9. Radiohead vs. Nirvana vs. Nirvana

vs. vs.
"Palo Alto"
by Radiohead
from Airbag/How Am I Driving?
  "Heart-Shaped Box"
by Nirvana
from In Utero
  "Sliver"
by Nirvana
from Incesticide

"Palo Alto" (7 plays at Last.fm, unranked): I think the listening public has largely come around to my view that The Bends is superior to OK Computer. A big part of why my opinion came out that way is the quality of the b-sides found on the Airbag EP, of which this tune is the last and best. It neatly encapsulates what made the band's 90s output so great, both musically and lyrically -- the little guitar and noise flourishes, the big crunchy chorus, the desolate and soulless future. For me, this was essentially Radiohead's high-water mark. I couldn't say yet whether it's their best song -- "Just" will provide stiff competition if it comes to that -- but it may well be.

"Heart-Shaped Box" (7 plays, unranked): Like so many Nirvana songs, it's hard for me to hear this one for just the song and not for the memory ripples it kicks off. I remember the late summer of 1993, just as I was starting college, being all about this song and its superb video. Those first few times hearing, it was face-smacking: This dry sound, this raucous mess was how they were going to follow up the bright shimmer of Nevermind. It was so much more visceral and narrow; it didn't trade in melody the same way "Teen Spirit" and the other previous singles had. Throughout the promotion and discussion of the album -- and I recall the review in Rolling Stone hitting this pretty hard -- was the awareness of a line being drawn through the band's audience, with this song on one side and about 80% of Nevermind owners on the other. Sales-wise, it didn't quite to that, but this thing that was excised from Kurt Cobain as a middle finger to the grunge industry was revelatory for me both as music and as cultural commentary. I don't think it's a coincidence that I later wound up enjoying artists like Marilyn Manson as media provocateurs as much as musicians.
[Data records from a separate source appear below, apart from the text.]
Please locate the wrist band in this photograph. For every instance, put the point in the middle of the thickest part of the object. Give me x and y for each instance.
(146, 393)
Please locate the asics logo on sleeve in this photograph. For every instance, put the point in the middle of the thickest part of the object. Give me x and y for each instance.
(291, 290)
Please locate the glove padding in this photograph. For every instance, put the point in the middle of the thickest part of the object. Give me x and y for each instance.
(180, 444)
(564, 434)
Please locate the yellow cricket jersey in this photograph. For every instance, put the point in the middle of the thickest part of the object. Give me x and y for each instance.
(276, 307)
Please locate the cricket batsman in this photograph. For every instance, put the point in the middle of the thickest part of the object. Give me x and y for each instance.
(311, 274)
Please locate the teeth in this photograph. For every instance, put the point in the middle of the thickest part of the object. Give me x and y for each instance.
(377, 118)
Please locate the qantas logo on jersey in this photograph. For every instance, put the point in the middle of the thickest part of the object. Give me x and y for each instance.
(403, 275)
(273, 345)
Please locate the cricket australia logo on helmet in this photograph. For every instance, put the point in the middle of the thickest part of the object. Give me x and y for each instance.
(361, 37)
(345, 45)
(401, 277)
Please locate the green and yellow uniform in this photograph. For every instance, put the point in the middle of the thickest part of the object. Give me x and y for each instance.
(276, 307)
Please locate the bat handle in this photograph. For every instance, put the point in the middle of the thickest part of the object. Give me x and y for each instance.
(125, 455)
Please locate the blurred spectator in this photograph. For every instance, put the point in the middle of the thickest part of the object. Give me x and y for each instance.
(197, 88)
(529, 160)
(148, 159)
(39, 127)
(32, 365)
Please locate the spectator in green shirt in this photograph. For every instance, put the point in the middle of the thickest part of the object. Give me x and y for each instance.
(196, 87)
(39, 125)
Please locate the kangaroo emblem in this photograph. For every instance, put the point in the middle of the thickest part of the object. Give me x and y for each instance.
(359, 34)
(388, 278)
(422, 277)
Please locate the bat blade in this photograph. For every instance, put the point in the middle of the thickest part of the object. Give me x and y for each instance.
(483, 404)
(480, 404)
"Sliver" (4 plays, unranked): The randomizer put these two Nirvana songs together in this round, and I guess it's appropriate that they be from such different eras. And how odd is that this band can be said to have eras at all, let alone these distinct ones three years apart? The sort of play-acted innocence of this song (and the use of Frances Bean Cobain as a prop in the video) is typical of a lot of the band's early recordings ("School," for instance), but this one has such great pop energy that you can't help but be taken by it. Of all the songs that I'll never get to see performed live, this one might be the most disappointing. It's such a perfect two-minute bounce for a small club full of kids looking to dance off a buzz.

VERDICT: I vary from match-up to match-up on how to weigh my historical feelings about older songs, and this time I think my history puts "Heart-Shaped Box" over "Palo Alto" by a nose.